The qamutiq which the pair made will be pulled by thirteen exceptional expedition Inuit Dogs comprised of seven males and six females, all from stock bred and used for such purposes for decades. Two of the bitches are intact and one, “Gloria” came into heat not too long after departure and, having broken free of her tie out, engaged Nigsik in doggie lust. If the contraceptive pill given to her after the act does not work, “Gloria’s” puppies will be born around the end of April before the team’s return home which is expected after four months on the trail, around the end of May. So if puppies do arrive, they will be carried along, allowing momma to nurse them at breaks along the way.
Among the gear packed onto the nearly half-ton (starting out weight) qamutiq are skis to be used to help lighten the load, kite-ski equipment to be used when the winds are favorable to help break trail if necessary or to motivate the dogs, lots of chocolate (Sarah) and gummi bears (Boomer) and very high energy kibble dog food supplemented with ring seal whenever available.

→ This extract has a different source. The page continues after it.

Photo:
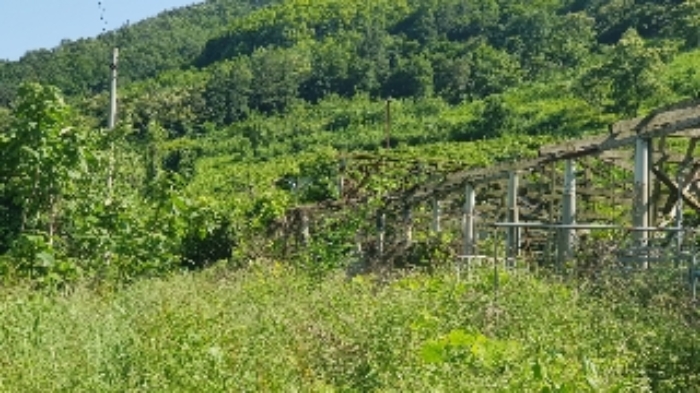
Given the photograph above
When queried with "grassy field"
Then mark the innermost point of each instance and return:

From just about the onset of their journey, Sarah and Boomer have encountered severe weather, blizzard conditions and temperatures of nearly -50C without factoring in the wind chill in addition to the challenges of estrus-crazed males.
The two and fur-footed team will be visiting many Baffin Island communities along their way to re-supply human and dog food and also to turn over twenty-five year-old photos taken by Sarah’s parents of folks they met along the way in 1990.